Antwort von fiammetta am 29.10.2006, 17:05 Uhr

Hi,

man kann auch Haus bauen und seinen Garten anlegen und in der restlichen Freizeit lesen oder sich anderen sinnvolleren Beschäftigungen widmen als dem Fernsehen - das meinte ich damit. Körperliche Freizeitbeschäftigungen schließen hirnbezogene nicht aus, bei manchen allerdings schon. Das gerne angeführte Argument, lesen sei doch soo viel anstrengender als fernsehen hängt von der persönlichen Lesegewohnheit ab und davon, wie weit man sich unreflektiert bedienen lassen möchte und als wie anstrengend man Denken empfindet (ich sehe schon die Protestpostings vor mir *grins*). Der Beweis: eine Reihe meiner Kursteilnehmer kommen mit einem schlechten Gewissen zum Unterricht und entschuldigen sich vorab, daß sie "keine Zeit zum Lernen" gehabt hätten. Meistens sind das diejenigen, die sowieso recht lernungewohnt sind und bei denen das Lernen äußerst sinnvoll gewesen wäre.

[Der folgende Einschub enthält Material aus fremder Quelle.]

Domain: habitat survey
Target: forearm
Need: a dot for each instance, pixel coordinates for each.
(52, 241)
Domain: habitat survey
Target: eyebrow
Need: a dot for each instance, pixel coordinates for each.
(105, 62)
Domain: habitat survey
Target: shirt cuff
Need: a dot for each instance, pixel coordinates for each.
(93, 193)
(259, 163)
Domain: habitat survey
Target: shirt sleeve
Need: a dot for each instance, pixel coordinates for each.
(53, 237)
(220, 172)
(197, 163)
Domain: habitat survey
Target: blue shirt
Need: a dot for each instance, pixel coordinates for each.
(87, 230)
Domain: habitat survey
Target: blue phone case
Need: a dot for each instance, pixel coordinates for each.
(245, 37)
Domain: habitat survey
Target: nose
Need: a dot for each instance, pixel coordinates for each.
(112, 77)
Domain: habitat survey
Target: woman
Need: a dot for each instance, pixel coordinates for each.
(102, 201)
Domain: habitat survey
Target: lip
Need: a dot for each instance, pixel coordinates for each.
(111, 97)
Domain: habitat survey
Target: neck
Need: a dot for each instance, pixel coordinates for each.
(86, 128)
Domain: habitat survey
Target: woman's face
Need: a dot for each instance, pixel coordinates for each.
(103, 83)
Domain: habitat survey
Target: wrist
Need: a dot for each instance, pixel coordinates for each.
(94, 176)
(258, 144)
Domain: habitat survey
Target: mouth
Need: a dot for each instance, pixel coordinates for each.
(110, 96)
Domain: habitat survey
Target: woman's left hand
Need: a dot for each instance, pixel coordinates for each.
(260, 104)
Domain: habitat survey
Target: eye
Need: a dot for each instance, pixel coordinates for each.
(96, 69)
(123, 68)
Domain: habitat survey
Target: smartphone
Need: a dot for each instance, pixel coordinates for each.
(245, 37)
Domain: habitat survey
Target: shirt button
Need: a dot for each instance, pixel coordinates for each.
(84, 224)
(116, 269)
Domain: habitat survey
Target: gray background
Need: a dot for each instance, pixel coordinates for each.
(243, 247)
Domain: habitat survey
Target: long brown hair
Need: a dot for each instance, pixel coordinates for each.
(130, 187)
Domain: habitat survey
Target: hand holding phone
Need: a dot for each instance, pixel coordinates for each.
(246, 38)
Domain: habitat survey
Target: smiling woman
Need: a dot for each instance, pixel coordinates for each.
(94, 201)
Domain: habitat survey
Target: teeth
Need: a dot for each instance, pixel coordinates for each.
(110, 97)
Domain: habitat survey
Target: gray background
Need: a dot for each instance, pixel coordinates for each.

Frage ich sie dann, wieviel Zeit sie die Woche über für`s Fernsehen aufgebracht haben, dann stellt`s einem die Haare auf. Bei ihren Kindern jammern sie darüber, wie schwer die Schule sei und erwarten, daß sie - ohne es aber vorzuleben - mindestens die Mittlere Reife schaffen und zerfressen sich vor Neid, wenn jemand noch weiter gekommen ist. Mich plättet das, daß jemand für sich zwar ohne sinnvolle Ideale auskommt (und auch noch Argumente dagegen findet), diese natürlich nicht vorlebt und dann die Verwirklichung wirtschaftlich (!)relevanter Ideale trotzdem langfristig von seinem Nachwuchs einfordert.